Grand film du muet (seul film muet sur la guerre qui aux Etats-Unis a tant divisé Nord et Sud, d'ailleurs, à ma connaissance, parmi la myriade d'œuvres cinématographiques que ce conflit a inspirée) et grand film tout court avec des aspects à la Autant en emporte le vent mais qui a fait polémique (et fait encore polémique) pour une simple et bonne raison : il ne présente pas seulement la naissance de deux nations plus que d'une et surtout celle du KKK mais il va plus loin beaucoup plus loin puisqu'il se sert de ce prétexte pour justifier la résurgence du KKK, qui renaît justement à la même époque où le film sort (1915).
Mais voilà qui laisse un sentiment très partagé, en fait, dans le sens où il est indéniablement une superbe fresque sur la Guerre Civile comme l'appelle les Américains et sur la Reconstruction (1866-1895) qui l'a suivit tout en sentant la bonne pensée sudiste esclavagiste, suprématiste etc et tellement que ça en devient nauséeux, au bout d'un moment.
Pour autant, si idéologiquement, il a de quoi mettre mal à l'aise et nous mettre franchement mal à l'aise, il a aussi le mérite de tenter et de réussir à nous plonger dans l'atmosphère de l'époque à un point tellement extrême qu'on en est révulsés.
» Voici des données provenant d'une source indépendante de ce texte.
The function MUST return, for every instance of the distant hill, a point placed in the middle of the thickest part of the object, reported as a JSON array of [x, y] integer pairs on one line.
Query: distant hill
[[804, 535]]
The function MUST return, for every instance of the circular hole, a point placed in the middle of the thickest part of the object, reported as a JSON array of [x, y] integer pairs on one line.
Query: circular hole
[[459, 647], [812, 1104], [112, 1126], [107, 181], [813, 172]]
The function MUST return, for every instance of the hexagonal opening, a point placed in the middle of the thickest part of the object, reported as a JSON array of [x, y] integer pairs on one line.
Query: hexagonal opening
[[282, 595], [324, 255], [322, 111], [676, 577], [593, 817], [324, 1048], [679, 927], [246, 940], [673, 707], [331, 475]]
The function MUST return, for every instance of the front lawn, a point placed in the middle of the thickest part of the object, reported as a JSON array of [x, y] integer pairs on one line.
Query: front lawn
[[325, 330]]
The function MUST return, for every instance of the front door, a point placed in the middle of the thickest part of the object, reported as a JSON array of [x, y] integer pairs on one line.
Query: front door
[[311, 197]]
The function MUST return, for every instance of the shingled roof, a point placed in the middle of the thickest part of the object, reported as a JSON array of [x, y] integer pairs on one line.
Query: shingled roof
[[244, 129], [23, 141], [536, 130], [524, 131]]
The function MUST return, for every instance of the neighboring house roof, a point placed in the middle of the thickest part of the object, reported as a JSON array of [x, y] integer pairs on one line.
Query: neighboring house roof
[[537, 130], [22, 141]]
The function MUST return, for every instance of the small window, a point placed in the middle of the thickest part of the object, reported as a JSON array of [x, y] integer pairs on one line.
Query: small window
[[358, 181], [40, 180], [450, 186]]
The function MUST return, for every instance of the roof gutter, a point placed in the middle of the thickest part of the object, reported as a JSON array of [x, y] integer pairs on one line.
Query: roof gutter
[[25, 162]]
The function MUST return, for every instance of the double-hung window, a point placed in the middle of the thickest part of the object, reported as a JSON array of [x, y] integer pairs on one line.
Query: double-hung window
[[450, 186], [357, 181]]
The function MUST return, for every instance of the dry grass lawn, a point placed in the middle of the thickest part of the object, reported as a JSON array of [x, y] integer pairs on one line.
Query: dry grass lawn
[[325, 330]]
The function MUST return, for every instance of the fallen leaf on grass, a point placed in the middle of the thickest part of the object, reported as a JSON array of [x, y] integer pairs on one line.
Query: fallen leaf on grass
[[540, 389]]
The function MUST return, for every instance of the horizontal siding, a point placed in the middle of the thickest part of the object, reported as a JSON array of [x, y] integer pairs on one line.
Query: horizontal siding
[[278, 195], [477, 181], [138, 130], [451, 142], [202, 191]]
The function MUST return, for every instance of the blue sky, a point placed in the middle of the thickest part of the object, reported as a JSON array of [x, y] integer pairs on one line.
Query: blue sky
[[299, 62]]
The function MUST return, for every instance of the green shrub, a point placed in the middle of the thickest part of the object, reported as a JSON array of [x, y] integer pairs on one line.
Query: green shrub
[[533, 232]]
Il pose, par ailleurs, très bien les jalons de la Naissance de deux Nations, toujours aussi opposées même après qu'elles aient signé la paix mais d'une Nation aussi dans un certain sens, nation américaine (avec ce Nord et ce Sud tellement opposés: l'un plus industriel et en général de tendance abolitionniste et l'autre plus agricole et en général de tendance esclavagiste et/ou suprématiste) plus née de la Guerre Civile et de ses conséquences que de la Révolution Américaine en 1776 (elle a quand même jouée dans le processus, bien évidemment ^^)
Avec une puissance qui, paradoxalement, vient plus de la BO et du muet que des "dialogues" assez peu nombreux, d'ailleurs (les pancartes explicatives étant plus de la "narration" qu'autre chose mais tout à fait utile pour planter le cadre de cette fresque, qu'on ne saurait quoi qu'il en soit résumer à son idéologie sans la trahir par la même occasion. Elle est bien plus complexe, plus riche qu'un simple film de propagande pour le KKK (même si on ne peut nier qu'elle le défend et justifie sa résurgence), ce qui fait d'ailleurs tout son intérêt c'est cette pluralité qui le sauve quelque peu de l'absence de nuances que ce genre de film aurait pu engendrer.
Et je dirais même que je pourrais l'aimer pour son courage (même si c'était aussi de la conviction de la part de David Wark Griffith) d'aborder un sujet aussi sensible et de faire l'apologie d'une organisation comme le Klan (dont la résurgence à, peut être perdu de son actualité un siècle plus tard - les films sur la Guerre Civile et le KKK, ce n'est plus courant, d'ailleurs, même chez les Américains que cette période a pourtant tant marqués - mais pas totalement puisqu'il existe encore, d'ailleurs, et à été refondé dans les années 1960). Il y a de la prise de risque aussi détestable soit-elle et c'est une autre chose que l'on ne peut nier. Alors, ce film se trouve génial AVEC son plaidoyer pour le diable en l'occurrence les suprématistes du KKK et peut-être même GRACE à ce plaidoyer.
On a donc un Autant en emporte le vent du muet à l'idéologie trouble acceptable avec et qu'on ne saurait pourtant réduire à ce seul aspect, ce qui est tout le génie de ce film : jouer sur nos sentiments à son égard et c'est ce qui fait que j'ai eu une hésitation pour le noter, au départ. Il lui faudrait peut-être une catégorie du genre "je ne sais pas comment noter un chef d'œuvre à l'idéologie plus que douteuse mais qui arrive à s'en servir comme d'un atout".